Photo posted by @pennstatethon

In 2018, it’s hard to imagine Penn State without THON. But the event that we now know and love had to start somewhere, and over the years its gone through some huge changes. VALLEY took a look at how the largest student-run philanthropy in the world got its start.


The first THON happened in 1973 after the idea of IFC president Bill Lear, who expected it to raise around 20 dollars. Held in the HUB ballroom, it was a competition among 39 partners to stay dancing for the longest time. Officials manned the floor to make sure that the dancers were actively dancing, and competitors lost points for taking bathroom breaks. After 30 hours, over 2,000 dollars had been raised—far exceeding anyone’s expectations and proving that THON was here to stay.


Four years later, THON adapted Four Diamonds as its beneficiary and never looked back. By 1979, increased interest in the event pushed it to be held in the White Building. The year also marked the shift from a competition to all dancers standing together for the whole event.


In 1984, according to, “Penn State Dance Marathon was noted for being the largest philanthropy of its kind.” This distinction continues to stand today. Three years later, in 1987, the IFC Dance Marathon officially became known as THON.


A major turning point in THON’s history came in 1992 when it broke the million dollar mark for the first time. The total raised was $1,141,145.38, but after the crowd heard the words “one million,” their cheers thundered over the rest of the total being announced. In the years to follow, this staggering total became the norm.
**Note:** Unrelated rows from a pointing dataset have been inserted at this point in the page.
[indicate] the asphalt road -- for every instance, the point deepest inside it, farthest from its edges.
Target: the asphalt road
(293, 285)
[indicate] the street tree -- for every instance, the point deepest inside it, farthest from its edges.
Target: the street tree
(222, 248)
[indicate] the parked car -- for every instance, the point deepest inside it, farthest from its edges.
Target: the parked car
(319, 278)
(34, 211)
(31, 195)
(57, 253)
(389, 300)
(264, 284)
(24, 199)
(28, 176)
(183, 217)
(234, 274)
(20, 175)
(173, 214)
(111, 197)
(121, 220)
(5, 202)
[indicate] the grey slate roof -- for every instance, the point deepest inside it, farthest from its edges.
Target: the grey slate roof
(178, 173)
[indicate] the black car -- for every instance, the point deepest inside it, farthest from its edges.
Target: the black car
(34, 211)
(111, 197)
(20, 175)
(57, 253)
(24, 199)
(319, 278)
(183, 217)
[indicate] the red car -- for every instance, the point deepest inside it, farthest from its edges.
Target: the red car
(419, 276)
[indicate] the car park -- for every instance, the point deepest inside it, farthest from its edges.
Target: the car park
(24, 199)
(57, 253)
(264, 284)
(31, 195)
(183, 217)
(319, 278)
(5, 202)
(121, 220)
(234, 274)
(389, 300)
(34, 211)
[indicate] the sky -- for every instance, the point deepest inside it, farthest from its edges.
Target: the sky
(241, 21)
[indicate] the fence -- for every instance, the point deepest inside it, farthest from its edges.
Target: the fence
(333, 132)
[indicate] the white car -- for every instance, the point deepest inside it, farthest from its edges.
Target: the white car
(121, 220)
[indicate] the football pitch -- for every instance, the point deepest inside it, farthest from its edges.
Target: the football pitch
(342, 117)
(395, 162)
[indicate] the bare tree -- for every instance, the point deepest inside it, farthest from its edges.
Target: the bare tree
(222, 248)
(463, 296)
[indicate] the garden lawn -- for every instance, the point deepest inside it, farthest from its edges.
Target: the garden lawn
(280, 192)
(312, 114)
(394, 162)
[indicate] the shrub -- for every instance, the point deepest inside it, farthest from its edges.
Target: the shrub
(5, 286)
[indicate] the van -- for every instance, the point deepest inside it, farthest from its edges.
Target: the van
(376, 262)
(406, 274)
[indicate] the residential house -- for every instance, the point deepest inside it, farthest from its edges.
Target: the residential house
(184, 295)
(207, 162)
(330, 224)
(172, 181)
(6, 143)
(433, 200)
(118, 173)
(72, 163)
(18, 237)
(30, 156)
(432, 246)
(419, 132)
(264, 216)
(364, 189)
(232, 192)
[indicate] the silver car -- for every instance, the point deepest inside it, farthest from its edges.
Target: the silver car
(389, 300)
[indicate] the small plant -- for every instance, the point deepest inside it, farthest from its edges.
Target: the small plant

The next few years would see the introduction of staples like the Family Carnival, THON 5K, and a live video of the event. 1999 took THON from the White Building to Rec Hall.


2007 marked the event’s 35th anniversary, which was celebrated with a big move to the BJC, which doubled Rec Hall’s capacity. As current Penn State students know, even the BJC’s capacity isn’t enough for highly anticipated events like the Pep Rally and Final Four.

Today, THON is a life-changing event for thousands of students, children, alumni and spectators. Despite all of the changes it’s gone through, its spirit remains unchanged. From 1973 to now, and from 2018 to 2118, THON is about Penn State coming together as a family to do something more important than most of us can even fathom. VALLEY can’t wait to see the great things ahead for THON.